The almost inevitable conclusion that arises, not mentioned in the report, must be that more feminism may well lead to even greater female unhappiness. Rising wages, sexual freedom, vastly increased political participation, the ability to abort one’s children without compunction, the ability to divorce one’s husband and still live off his earnings, the ability to act like a slut and be applauded for it—none of these are having the good impact that feminist leaders such as Simone De Beauvoir, Betty Friedan, Gloria Steinem, Kate Millett, and Shulamith Firestone, to name only a few, said they would. It’s worth noting that, according to the 2009 report, even women who are not pursuing a career, accessing abortion, divorcing their husbands or in other ways living the life encouraged by feminism also report declining happiness: sadly, feminism has affected the cultural air all women breathe.
In the final paragraph of the report, the authors quote a researcher named Ed Diener who raises a significant issue about the complexity of happiness. They quote him to the effect that “objective conditions such as health, comfort, virtue or wealth” are “notably absent” from subjective well-being. Being in good health, in other words, has some role to play in happiness, but one can be miserable despite it. The word that jumped out from Diener’s list was virtue, a word that is otherwise absent from this report and from most modern considerations of women’s condition. It was not so for most philosophers of happiness until our own era. For the ancient Greek and Christian philosophers, happiness was not a particular kind of feeling but a life governed by reason and ethical practice.
Previous generations of women were taught that happiness related directly to virtue, and virtue consisted in living for others, being loyal, being a helpmeet to one’s husband, devoting oneself to one’s children, or in some other manner pursuing a good life—as a nun or a healer, a mystic or a scholar. Feminism deliberately turned such an idea on its head. Ideals of chastity, fidelity, self-sacrifice, self-control and loving kindness were, according to feminism, the imposed ideals by which men prevented women from pursuing their desires. Feminism was about self-fulfillment.

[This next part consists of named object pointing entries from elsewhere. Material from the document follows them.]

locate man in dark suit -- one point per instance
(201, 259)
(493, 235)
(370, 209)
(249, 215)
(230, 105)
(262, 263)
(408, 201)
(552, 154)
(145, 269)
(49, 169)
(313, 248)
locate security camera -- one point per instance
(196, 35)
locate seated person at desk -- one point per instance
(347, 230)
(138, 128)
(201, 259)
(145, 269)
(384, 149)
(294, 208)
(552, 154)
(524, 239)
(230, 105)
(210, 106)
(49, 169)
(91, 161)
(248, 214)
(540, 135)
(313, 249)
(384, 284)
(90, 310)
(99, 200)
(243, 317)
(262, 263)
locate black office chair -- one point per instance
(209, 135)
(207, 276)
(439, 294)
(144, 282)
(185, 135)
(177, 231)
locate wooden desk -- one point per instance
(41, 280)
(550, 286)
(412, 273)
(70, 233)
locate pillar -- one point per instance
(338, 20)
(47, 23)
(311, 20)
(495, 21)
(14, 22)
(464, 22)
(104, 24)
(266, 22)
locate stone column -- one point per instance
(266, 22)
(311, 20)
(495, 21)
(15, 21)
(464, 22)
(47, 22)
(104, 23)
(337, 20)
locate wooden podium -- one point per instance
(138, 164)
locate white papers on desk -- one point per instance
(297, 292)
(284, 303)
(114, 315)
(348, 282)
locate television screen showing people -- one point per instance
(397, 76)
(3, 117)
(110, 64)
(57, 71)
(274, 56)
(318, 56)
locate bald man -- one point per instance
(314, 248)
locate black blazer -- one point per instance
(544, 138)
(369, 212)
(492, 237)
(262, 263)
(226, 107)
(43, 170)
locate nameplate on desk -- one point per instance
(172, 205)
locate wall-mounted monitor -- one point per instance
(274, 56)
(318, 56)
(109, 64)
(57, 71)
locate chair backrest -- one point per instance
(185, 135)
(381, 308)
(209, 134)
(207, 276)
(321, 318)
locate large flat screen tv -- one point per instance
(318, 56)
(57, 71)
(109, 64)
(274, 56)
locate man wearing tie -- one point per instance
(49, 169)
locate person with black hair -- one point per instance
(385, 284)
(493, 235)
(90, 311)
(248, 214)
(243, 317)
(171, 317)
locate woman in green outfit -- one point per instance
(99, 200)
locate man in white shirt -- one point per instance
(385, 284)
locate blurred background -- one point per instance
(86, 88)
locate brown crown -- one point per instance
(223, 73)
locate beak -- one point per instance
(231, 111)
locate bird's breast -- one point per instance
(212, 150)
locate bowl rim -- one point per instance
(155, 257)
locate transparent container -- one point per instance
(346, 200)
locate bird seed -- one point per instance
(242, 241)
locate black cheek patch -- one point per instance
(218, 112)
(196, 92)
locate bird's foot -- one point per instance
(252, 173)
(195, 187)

In the years since the 1970s, discussion of female goodness has essentially been ruled out of bounds. While men have always been measured (and measured themselves) against a standard of the good man—one who supports his family, including his wife, defends justice, achieves distinction in the public sphere, protects the weak, and defeats evil—the ideal of the good woman has become a pre-1960s relic. Ask a feminist what a good woman is, and she will either laugh scornfully and refuse to answer, or say that a good woman fights against patriarchy. In other words, she’ll give you an oppositional identity with little or no positive content. The real problem with feminism for women is that it destroyed the positive content of womanhood and replaced it with useless anger.
Traditional philosophers have always been divided as to whether being virtuous is sufficient for happiness, but they were agreed that without virtue, happiness was impossible. In being opposed to virtue, feminism has undermined sources of real happiness. On International Women’s Day, we should heed the warning that more feminism will lead to even greater bitterness and dissatisfaction.